Il 15% della produzione mondiale di grano proviene da Russia e Ucraina diretta in Africa ed Asia. Ragion per cui si sta aprendo un fronte caldissimo sul versante alimentare/migratorio, visto e considerato che i due paesi rappresentano l’80% della produzione mondiale di olio di girasole e l’Ucraina è il quarto esportatore mondiale di mais. Un dossier che l’Ue dovrebbe meglio attenzionare, per fare massa e provare a calmierare i prezzi con politiche mirate.
Pasta e pane
Il chernozem è il tipo di suolo scuro ucraino, considerato tra i più fertili al mondo. Per questa ragione il minus alla voce grano già si fa sentire nei paesi del Maghreb e, in prospettiva, rappresenta un tema anche per chi produce pasta e pane soprattutto alla voce costi.

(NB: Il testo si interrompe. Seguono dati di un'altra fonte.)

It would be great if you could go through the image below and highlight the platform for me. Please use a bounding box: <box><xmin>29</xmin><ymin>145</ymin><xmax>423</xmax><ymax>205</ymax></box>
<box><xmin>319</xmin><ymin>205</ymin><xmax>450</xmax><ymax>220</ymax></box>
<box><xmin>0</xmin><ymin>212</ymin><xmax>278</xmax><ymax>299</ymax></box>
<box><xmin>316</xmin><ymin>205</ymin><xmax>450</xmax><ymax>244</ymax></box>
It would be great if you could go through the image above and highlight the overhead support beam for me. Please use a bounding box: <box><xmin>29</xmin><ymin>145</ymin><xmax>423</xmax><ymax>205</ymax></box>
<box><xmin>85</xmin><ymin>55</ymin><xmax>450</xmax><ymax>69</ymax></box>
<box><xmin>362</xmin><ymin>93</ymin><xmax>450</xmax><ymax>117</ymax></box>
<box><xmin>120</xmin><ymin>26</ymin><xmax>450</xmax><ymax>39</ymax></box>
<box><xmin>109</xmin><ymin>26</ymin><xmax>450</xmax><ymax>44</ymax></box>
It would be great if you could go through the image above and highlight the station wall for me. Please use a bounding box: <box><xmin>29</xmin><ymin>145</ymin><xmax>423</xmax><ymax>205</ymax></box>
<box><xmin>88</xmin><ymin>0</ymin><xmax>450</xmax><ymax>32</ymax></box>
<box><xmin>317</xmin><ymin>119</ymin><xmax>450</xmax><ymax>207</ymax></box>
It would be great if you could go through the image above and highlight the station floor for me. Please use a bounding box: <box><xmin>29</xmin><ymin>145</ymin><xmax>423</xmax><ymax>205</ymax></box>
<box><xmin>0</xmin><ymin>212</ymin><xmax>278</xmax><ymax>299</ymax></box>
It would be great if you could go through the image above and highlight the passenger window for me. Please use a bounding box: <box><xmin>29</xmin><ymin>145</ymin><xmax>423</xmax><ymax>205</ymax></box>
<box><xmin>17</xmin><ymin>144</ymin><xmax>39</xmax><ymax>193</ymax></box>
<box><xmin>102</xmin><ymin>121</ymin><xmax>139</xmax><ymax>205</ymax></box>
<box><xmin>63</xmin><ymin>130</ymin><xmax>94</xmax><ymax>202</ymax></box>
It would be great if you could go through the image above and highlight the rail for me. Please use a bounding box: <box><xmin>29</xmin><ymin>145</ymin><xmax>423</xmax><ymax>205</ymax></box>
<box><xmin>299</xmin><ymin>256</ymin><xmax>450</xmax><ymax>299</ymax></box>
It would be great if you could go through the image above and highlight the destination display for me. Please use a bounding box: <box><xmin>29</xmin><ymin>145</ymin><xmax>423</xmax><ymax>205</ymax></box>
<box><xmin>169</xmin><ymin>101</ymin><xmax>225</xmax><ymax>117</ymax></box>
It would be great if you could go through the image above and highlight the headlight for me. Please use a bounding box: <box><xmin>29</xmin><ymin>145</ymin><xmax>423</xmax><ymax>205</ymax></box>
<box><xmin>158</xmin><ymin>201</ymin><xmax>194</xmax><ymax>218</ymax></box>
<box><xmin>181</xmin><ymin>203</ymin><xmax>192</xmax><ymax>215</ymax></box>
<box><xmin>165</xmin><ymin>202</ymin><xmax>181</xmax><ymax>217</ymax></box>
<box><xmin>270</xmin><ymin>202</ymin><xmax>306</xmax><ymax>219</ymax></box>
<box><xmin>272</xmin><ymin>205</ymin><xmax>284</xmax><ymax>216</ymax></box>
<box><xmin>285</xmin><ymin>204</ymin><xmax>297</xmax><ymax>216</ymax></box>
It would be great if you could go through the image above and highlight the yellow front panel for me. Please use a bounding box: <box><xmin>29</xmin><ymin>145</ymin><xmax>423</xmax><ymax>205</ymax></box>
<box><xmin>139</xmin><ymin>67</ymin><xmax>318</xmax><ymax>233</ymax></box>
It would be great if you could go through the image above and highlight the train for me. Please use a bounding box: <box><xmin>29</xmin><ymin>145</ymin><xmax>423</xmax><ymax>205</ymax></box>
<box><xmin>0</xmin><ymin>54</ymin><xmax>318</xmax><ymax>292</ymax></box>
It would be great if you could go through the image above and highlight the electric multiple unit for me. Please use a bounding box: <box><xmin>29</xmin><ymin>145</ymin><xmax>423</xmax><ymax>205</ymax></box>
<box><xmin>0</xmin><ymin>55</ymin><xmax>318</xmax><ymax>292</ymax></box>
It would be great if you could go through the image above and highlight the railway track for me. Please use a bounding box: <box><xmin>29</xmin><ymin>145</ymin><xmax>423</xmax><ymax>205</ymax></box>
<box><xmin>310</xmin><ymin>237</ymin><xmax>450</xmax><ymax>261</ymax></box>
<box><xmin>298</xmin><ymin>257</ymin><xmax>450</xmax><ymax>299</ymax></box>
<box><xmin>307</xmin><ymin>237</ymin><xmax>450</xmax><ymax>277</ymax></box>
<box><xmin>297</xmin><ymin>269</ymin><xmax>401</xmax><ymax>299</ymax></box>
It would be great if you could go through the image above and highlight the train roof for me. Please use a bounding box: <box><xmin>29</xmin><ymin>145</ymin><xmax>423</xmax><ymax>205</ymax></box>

L’Italia importa complessivamente il 64% del suo fabbisogno di grano tenero (per pane e biscotti) e il 44% di grano duro per la pasta da Francia (19,9%), Canada (14,4%) e Ungheria (13%); da Kiev e Mosca meno del 2%. In totale all’Italia occorre circa un sesto della produzione mondiale.
Scorte
Per cui il problema, al momento, più che l’approvvigionamento verte una oggettiva speculazione e la foga di fare scorte, con chi prova a fare rifornimento per il futuro, creando un effetto domino. Per questa ragione i prezzi al consumo stavano già aumentando prima della guerra in Ucraina. Sui mercati si assiste ad una domanda senza precedenti di grano da parte di acquirenti che restano sguarniti, perché le consegne dal Mar Nero semplicemente non arrivano. Inoltre la decisione bulgara di fermare le sue esportazioni, che rappresentano il 4% del nostro fabbisogno di grano, incide fino ad un certo punto sulla complessità dei prezzi.
Fame e migrazioni
Diverso invece è il discorso sulle farine, per cui Italmopa – Assciazione Mugnai d’Italia ha lanciato un avvertimento: ci saranno conseguenze sulle produzioni, posto che almeno per un paio di anni da Russia e Ucraina non ci saranno esportazioni di grano e mais. Sul punto pesano le parole del commissario europeo per l’agricoltura Janusz Wojciechowski secondo cui una crisi alimentare potrebbe “aumentare la pressione migratoria sull’Europa”.